Thirty years after communist tanks crashed through the Presidential Palace gates in former South Vietnam, a convoy of Ford vans poured through the arches Saturday carrying 1,000 Vietnamese veterans to celebrate the anniversary of the end of the Vietnam War (search).
The veterans were dressed in olive green uniforms adorned with gold stars and medals that weighed down their shirts and jingled as they walked. For many, this was their first time back in the former Saigon, now called Ho Chi Minh City (search), since northern forces captured the city and South Vietnam surrendered on April 30, 1975.

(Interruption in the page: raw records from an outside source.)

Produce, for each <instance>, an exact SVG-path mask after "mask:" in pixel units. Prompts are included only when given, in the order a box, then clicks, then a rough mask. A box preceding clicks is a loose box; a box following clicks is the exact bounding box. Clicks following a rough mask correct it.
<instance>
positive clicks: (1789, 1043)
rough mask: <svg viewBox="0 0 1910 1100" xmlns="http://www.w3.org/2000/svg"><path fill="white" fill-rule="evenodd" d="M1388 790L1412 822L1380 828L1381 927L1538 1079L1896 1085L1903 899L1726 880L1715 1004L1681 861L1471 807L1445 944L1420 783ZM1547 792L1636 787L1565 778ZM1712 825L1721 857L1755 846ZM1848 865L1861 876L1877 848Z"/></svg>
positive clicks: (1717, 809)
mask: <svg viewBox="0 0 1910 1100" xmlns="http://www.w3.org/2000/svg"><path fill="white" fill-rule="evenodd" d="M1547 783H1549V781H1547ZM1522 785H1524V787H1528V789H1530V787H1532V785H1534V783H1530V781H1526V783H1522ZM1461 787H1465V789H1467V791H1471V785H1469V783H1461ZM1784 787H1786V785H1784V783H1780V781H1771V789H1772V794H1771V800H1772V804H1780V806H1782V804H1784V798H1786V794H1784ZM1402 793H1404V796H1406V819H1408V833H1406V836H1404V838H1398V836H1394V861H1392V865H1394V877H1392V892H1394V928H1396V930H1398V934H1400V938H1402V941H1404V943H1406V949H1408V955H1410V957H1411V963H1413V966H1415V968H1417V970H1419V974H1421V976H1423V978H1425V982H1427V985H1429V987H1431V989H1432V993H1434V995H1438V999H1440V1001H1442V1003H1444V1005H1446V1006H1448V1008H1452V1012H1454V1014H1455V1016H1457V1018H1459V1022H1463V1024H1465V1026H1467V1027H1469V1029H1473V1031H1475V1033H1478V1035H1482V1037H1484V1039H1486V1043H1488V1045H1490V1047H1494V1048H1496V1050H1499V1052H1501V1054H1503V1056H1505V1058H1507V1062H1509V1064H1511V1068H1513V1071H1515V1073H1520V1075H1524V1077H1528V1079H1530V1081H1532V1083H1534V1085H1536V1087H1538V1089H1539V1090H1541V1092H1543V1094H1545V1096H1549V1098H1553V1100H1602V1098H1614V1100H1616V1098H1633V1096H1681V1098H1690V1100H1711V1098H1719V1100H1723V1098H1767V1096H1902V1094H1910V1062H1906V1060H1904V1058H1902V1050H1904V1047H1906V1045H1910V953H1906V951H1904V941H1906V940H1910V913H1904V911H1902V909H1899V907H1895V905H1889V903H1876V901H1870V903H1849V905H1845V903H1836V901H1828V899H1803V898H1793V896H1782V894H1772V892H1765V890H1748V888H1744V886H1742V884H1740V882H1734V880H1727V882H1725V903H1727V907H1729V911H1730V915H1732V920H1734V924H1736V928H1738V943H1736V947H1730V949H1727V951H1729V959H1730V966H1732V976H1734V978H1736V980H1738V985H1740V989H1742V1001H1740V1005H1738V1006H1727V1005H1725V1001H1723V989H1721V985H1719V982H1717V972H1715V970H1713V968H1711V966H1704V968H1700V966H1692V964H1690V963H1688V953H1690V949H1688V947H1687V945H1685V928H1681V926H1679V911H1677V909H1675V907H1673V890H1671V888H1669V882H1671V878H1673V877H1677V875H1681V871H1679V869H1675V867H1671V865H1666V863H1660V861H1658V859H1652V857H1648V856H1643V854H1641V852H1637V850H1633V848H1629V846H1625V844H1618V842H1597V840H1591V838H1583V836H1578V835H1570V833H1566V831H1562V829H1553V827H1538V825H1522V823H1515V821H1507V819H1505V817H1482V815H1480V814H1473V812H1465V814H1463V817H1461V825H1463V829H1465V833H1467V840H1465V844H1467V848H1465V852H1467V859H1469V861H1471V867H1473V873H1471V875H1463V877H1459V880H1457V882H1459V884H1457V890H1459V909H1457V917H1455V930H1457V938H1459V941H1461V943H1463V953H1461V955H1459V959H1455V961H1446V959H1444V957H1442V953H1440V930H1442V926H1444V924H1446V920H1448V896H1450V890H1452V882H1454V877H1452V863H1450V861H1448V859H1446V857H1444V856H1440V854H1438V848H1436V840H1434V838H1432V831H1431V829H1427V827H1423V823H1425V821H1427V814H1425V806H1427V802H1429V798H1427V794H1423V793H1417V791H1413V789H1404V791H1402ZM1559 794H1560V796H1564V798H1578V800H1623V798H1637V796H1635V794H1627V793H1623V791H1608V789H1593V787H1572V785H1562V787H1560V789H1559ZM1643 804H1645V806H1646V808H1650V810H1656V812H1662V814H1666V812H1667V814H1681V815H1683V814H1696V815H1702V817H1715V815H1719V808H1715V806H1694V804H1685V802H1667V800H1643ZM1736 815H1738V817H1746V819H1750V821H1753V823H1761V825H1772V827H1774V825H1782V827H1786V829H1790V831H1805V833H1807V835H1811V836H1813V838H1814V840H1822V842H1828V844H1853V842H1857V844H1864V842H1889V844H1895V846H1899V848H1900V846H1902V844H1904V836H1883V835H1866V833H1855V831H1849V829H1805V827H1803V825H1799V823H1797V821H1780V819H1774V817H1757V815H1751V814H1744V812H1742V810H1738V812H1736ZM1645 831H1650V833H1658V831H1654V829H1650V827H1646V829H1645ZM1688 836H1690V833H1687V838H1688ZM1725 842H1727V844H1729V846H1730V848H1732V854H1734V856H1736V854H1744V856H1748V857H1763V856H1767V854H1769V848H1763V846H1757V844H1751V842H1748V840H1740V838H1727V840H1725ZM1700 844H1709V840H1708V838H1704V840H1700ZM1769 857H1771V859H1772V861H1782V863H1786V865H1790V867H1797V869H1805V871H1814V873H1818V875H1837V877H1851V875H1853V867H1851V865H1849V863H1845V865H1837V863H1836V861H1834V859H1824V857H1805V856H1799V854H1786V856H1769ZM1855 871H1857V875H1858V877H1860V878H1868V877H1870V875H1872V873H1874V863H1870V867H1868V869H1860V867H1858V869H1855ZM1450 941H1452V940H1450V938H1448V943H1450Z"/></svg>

"I'm very moved to be here after 30 years. A lot of my comrades and my people died for this day," said Mai Minh Tiem, who traveled 1,243 miles over 11 days to reach the celebration. "I'm happy to be here today and to see all the achievements of the country and the city."

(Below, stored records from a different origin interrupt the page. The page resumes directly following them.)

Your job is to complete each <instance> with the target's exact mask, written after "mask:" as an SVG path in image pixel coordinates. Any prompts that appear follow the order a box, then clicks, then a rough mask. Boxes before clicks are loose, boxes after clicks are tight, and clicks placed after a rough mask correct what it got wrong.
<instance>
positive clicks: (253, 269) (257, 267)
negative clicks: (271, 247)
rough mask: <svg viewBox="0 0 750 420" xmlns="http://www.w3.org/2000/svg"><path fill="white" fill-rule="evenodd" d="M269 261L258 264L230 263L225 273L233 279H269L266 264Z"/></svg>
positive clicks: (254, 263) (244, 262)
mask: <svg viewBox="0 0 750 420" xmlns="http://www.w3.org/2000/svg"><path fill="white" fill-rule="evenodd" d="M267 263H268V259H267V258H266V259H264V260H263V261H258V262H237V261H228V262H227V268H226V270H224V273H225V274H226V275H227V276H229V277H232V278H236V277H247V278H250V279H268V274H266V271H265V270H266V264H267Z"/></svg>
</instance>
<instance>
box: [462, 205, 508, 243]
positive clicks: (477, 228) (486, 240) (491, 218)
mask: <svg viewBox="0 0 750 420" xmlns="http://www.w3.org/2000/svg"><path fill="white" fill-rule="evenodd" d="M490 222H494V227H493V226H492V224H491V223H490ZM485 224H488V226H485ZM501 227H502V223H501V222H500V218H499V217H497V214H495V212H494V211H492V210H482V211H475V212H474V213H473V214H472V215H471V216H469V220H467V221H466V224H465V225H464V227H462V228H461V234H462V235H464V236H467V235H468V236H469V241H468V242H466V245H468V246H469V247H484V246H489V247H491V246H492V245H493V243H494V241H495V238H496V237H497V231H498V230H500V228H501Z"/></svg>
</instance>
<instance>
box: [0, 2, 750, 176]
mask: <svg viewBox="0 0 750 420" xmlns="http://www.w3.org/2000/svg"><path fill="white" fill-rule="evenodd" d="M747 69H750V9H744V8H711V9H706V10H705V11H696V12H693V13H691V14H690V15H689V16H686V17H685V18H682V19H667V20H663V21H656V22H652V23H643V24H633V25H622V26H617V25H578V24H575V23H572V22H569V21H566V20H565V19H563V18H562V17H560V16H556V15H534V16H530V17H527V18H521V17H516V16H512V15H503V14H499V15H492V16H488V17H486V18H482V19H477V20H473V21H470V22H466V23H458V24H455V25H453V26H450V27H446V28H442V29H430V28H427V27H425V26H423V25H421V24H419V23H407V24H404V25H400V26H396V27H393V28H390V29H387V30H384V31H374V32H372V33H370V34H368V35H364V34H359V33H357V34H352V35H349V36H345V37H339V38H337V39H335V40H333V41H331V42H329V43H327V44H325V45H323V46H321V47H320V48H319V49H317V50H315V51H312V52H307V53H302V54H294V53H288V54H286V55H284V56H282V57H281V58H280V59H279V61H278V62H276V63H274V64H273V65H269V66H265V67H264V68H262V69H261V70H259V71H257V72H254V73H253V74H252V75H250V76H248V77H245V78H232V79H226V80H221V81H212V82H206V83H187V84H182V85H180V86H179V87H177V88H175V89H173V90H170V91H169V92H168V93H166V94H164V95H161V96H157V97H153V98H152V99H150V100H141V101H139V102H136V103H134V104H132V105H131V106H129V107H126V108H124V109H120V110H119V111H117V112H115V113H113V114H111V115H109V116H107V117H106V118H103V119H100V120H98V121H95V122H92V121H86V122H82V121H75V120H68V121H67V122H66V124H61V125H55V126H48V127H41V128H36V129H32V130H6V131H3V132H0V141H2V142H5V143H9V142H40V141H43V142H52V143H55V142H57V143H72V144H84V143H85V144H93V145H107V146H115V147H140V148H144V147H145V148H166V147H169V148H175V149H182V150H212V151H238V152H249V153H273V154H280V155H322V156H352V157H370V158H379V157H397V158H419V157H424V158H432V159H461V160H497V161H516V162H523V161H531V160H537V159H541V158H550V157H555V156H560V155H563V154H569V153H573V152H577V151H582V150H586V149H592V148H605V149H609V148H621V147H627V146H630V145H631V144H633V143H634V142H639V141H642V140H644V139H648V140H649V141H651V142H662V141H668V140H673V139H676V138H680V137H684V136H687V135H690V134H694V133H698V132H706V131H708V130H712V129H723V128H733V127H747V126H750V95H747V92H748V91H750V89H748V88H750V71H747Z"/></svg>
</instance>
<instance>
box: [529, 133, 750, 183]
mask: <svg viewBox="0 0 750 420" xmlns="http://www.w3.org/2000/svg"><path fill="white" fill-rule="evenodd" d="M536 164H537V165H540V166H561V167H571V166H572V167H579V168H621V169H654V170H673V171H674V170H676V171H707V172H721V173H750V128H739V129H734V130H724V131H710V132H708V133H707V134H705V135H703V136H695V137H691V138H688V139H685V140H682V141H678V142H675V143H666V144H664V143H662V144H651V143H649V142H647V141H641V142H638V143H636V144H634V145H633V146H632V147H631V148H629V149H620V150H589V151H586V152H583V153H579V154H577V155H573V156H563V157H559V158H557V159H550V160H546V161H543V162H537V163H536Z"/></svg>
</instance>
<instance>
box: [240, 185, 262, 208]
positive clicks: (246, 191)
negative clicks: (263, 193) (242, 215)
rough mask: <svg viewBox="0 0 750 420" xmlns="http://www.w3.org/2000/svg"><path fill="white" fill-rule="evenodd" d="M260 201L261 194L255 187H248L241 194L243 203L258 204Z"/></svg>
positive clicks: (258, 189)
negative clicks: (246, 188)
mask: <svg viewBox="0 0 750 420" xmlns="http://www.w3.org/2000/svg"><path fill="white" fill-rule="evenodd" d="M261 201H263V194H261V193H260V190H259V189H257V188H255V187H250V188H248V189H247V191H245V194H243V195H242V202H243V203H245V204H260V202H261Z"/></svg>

He said the convoy of 50 vans stopped in the Central Highlands to revisit old battlefields and to burn incense along the Ho Chi Minh Highway where 29 veterans died last week when their bus went over a cliff as they were also making their way to Ho Chi Minh City.

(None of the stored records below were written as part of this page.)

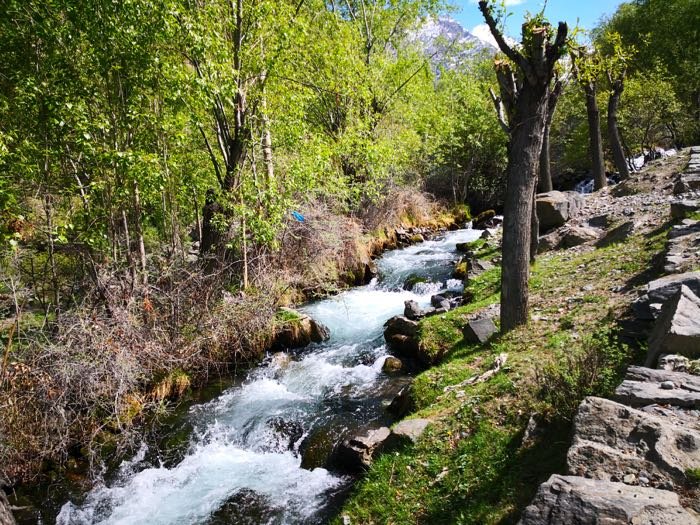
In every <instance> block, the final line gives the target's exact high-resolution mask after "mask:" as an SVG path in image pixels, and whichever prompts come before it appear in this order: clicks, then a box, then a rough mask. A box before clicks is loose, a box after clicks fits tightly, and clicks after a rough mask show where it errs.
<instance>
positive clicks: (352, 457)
mask: <svg viewBox="0 0 700 525" xmlns="http://www.w3.org/2000/svg"><path fill="white" fill-rule="evenodd" d="M390 435H391V431H390V430H389V429H388V428H387V427H380V428H375V429H370V430H367V431H365V432H362V433H360V434H359V435H357V436H355V437H352V438H350V439H347V440H345V441H343V442H342V443H341V444H340V446H339V447H338V452H337V455H336V459H337V462H338V463H339V464H340V466H341V467H343V468H345V469H347V470H349V471H351V472H361V471H363V470H366V469H368V468H369V467H370V465H372V461H373V460H374V457H375V455H376V454H377V453H378V452H379V451H380V450H381V449H382V448H383V446H384V443H385V442H386V440H387V439H388V438H389V436H390Z"/></svg>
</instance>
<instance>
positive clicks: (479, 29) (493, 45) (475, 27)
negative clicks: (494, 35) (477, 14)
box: [469, 24, 518, 49]
mask: <svg viewBox="0 0 700 525" xmlns="http://www.w3.org/2000/svg"><path fill="white" fill-rule="evenodd" d="M469 32H470V33H471V34H472V35H474V36H475V37H477V38H478V39H479V40H482V41H484V42H487V43H489V44H491V45H492V46H493V47H495V48H496V49H498V44H497V43H496V39H495V38H493V35H492V34H491V30H490V29H489V26H487V25H486V24H479V25H477V26H474V27H473V28H472V29H471V30H470V31H469ZM504 36H505V39H506V42H507V43H508V44H509V45H511V46H518V41H517V40H515V39H513V38H511V37H509V36H508V35H504Z"/></svg>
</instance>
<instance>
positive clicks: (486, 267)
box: [467, 259, 494, 279]
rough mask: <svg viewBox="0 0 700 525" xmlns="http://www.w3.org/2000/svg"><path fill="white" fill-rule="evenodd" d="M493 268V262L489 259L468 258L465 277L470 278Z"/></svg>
mask: <svg viewBox="0 0 700 525" xmlns="http://www.w3.org/2000/svg"><path fill="white" fill-rule="evenodd" d="M493 268H494V266H493V263H490V262H489V261H485V260H481V259H469V260H468V261H467V277H468V278H470V279H472V278H474V277H476V276H478V275H481V274H482V273H484V272H486V271H488V270H491V269H493Z"/></svg>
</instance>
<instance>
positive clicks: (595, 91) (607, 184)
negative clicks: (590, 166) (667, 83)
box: [571, 47, 608, 190]
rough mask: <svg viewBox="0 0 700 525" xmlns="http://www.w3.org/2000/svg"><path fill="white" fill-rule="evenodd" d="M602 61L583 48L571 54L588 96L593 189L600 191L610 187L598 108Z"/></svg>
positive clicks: (575, 69)
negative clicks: (604, 188) (598, 92)
mask: <svg viewBox="0 0 700 525" xmlns="http://www.w3.org/2000/svg"><path fill="white" fill-rule="evenodd" d="M602 62H603V61H602V59H601V57H600V55H599V54H597V53H595V52H588V50H586V49H585V48H583V47H579V48H578V49H576V50H573V51H572V53H571V65H572V70H573V73H574V77H575V78H576V80H577V81H578V83H579V85H580V86H581V89H583V92H584V94H585V95H586V114H587V115H588V140H589V147H590V153H591V171H592V172H593V187H594V188H595V189H596V190H600V189H602V188H604V187H605V186H607V185H608V180H607V178H606V176H605V158H604V157H603V138H602V136H601V134H600V109H599V108H598V99H597V96H598V83H599V81H600V76H601V74H602V72H603V70H604V66H603V63H602Z"/></svg>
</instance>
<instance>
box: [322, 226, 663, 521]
mask: <svg viewBox="0 0 700 525" xmlns="http://www.w3.org/2000/svg"><path fill="white" fill-rule="evenodd" d="M665 233H666V230H665V229H659V230H658V231H656V232H653V233H652V234H650V235H648V236H634V237H632V238H630V239H628V240H627V241H626V242H625V243H624V244H621V245H618V246H614V247H608V248H602V249H598V250H594V251H582V252H572V251H564V252H556V253H550V254H547V255H544V256H541V257H540V258H539V261H538V262H537V263H536V264H535V265H534V266H533V268H532V277H531V306H532V313H533V316H532V317H533V319H532V321H531V323H530V324H529V325H528V326H527V327H522V328H520V329H517V330H514V331H512V332H510V333H508V334H506V335H503V336H497V337H495V338H494V339H493V340H492V341H491V342H490V343H489V344H487V345H484V346H480V345H475V344H469V343H467V342H465V340H464V339H463V336H462V327H463V326H464V324H465V323H466V322H467V320H468V319H469V318H470V316H472V315H473V314H474V313H475V312H477V311H479V310H481V309H483V308H484V307H487V306H489V305H495V304H496V303H497V302H498V299H499V296H498V283H499V270H498V269H494V270H490V271H488V272H485V273H483V274H482V275H480V276H478V277H476V278H475V279H473V280H471V281H470V282H469V283H468V285H467V295H468V297H469V298H470V299H471V302H470V303H469V304H467V305H465V306H463V307H460V308H458V309H456V310H453V311H451V312H448V313H446V314H444V315H440V316H435V317H431V318H428V319H426V320H424V321H422V322H421V328H420V337H421V344H422V345H423V346H424V347H425V348H427V349H429V350H430V351H431V352H432V353H434V354H439V355H441V356H443V359H442V362H441V363H440V364H439V365H437V366H435V367H433V368H430V369H428V370H426V371H425V372H423V373H421V374H419V375H418V376H417V377H416V379H415V382H414V383H413V387H412V395H413V400H414V404H415V407H416V411H415V412H414V413H413V414H411V415H410V416H409V417H422V418H428V419H430V420H431V421H432V423H431V425H430V426H429V427H428V431H427V432H426V434H424V436H423V437H422V438H421V440H420V441H419V442H418V443H417V444H416V445H414V446H410V445H405V446H403V448H400V449H398V450H396V451H392V452H390V453H387V454H385V455H382V456H380V457H379V459H378V460H377V461H376V462H375V464H374V465H373V466H372V467H371V468H370V470H369V472H368V473H367V475H366V477H365V478H364V479H362V480H361V481H359V482H358V484H357V485H356V486H355V488H354V490H353V492H352V494H351V495H350V497H349V499H348V500H347V501H346V503H345V505H344V507H343V509H342V510H341V512H340V513H339V515H338V517H337V518H336V520H335V523H337V524H340V523H343V522H347V520H349V522H350V523H353V524H363V525H371V524H377V525H379V524H382V525H383V524H431V525H432V524H476V523H479V524H482V523H484V524H486V523H516V522H517V520H518V519H519V515H520V512H521V511H522V509H523V508H524V506H525V505H527V504H528V503H529V501H530V500H531V499H532V496H533V495H534V492H535V491H536V489H537V487H538V485H539V484H540V483H541V482H543V481H545V480H546V479H547V478H548V477H549V476H550V475H551V474H553V473H564V472H565V469H566V452H567V450H568V447H569V444H570V432H571V417H572V415H573V414H574V412H575V410H576V408H577V407H578V405H579V403H580V402H581V400H582V399H583V398H584V397H585V396H588V395H598V396H606V395H609V394H610V393H611V391H612V389H613V388H614V387H615V386H616V385H617V384H618V383H619V380H620V375H621V373H622V371H623V370H624V368H625V366H626V365H627V364H629V363H630V362H631V361H633V360H635V359H636V358H637V354H636V353H635V350H634V348H633V347H630V346H628V345H625V344H623V343H622V342H621V340H620V338H619V337H618V320H619V319H621V318H623V317H624V316H625V315H626V309H627V307H628V305H629V302H630V301H631V298H632V296H633V289H634V287H635V286H636V285H637V284H641V282H642V281H643V280H645V279H648V278H649V275H648V273H649V271H650V270H649V268H653V267H654V264H653V261H654V259H655V256H656V255H657V254H658V253H659V252H660V251H661V250H662V249H663V245H664V241H665ZM611 290H617V291H615V292H612V291H611ZM501 353H506V354H508V360H507V363H506V365H505V366H504V367H503V368H502V369H501V370H500V372H499V373H497V374H496V375H495V376H493V377H492V378H491V379H490V380H488V381H486V382H483V383H480V384H473V385H468V386H459V385H460V383H462V382H464V381H465V380H466V379H468V378H470V377H472V376H475V375H478V374H482V373H483V372H485V371H486V370H488V369H489V368H490V367H491V366H492V364H493V362H494V359H495V358H496V356H498V355H499V354H501ZM462 384H463V383H462ZM455 385H458V387H457V388H455V387H454V386H455ZM446 387H451V389H448V390H447V391H446V389H445V388H446ZM529 422H530V423H532V422H535V423H536V425H535V431H534V432H531V433H529V434H528V435H527V436H526V432H525V431H526V428H527V427H528V426H529V425H528V423H529ZM530 426H532V425H530Z"/></svg>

"It's a big loss for the whole country," he said, standing near a replica of a tank at what is now called Reunification Hall (search). "These veterans who fought for the country and sacrificed for the country, they died painfully when they came back to visit their old friends and the battlefields."
Other veterans from Ho Chi Minh City stood in the heat along the parade route in front of the palace, listening to speeches and waving flags as a band played Vietnam's national anthem.
"I got all these medals in the war against the French and Americans," said Do Thi Mien, 67, of Ho Chi Minh City, who served as a female intelligence officer during the wars against the French and Americans. "My job was also to persuade soldiers in the Saigon army to switch sides."
For many, it was a time to see the city they helped liberate for the first time 30 years after. Some met up with old comrades they hadn't seen since the war ended.
"I was here just minutes after the first tanks crashed the gate," said Nguyen Trung Son, 58, who traveled by bus on his own from Vinh Phuc, 25 miles north of Hanoi and met in Ho Chi Minh City with an old friend from the war.
He said Vietnam has come a long way during three decades of peace, but that it still must continue to fight poverty. He paid 5 million dong (US$320) for the trip, equivalent to five months of his pension.
"I'm glad to see my old comrades who fought 30 years ago," he said, smiling. "I'm willing to pay the price."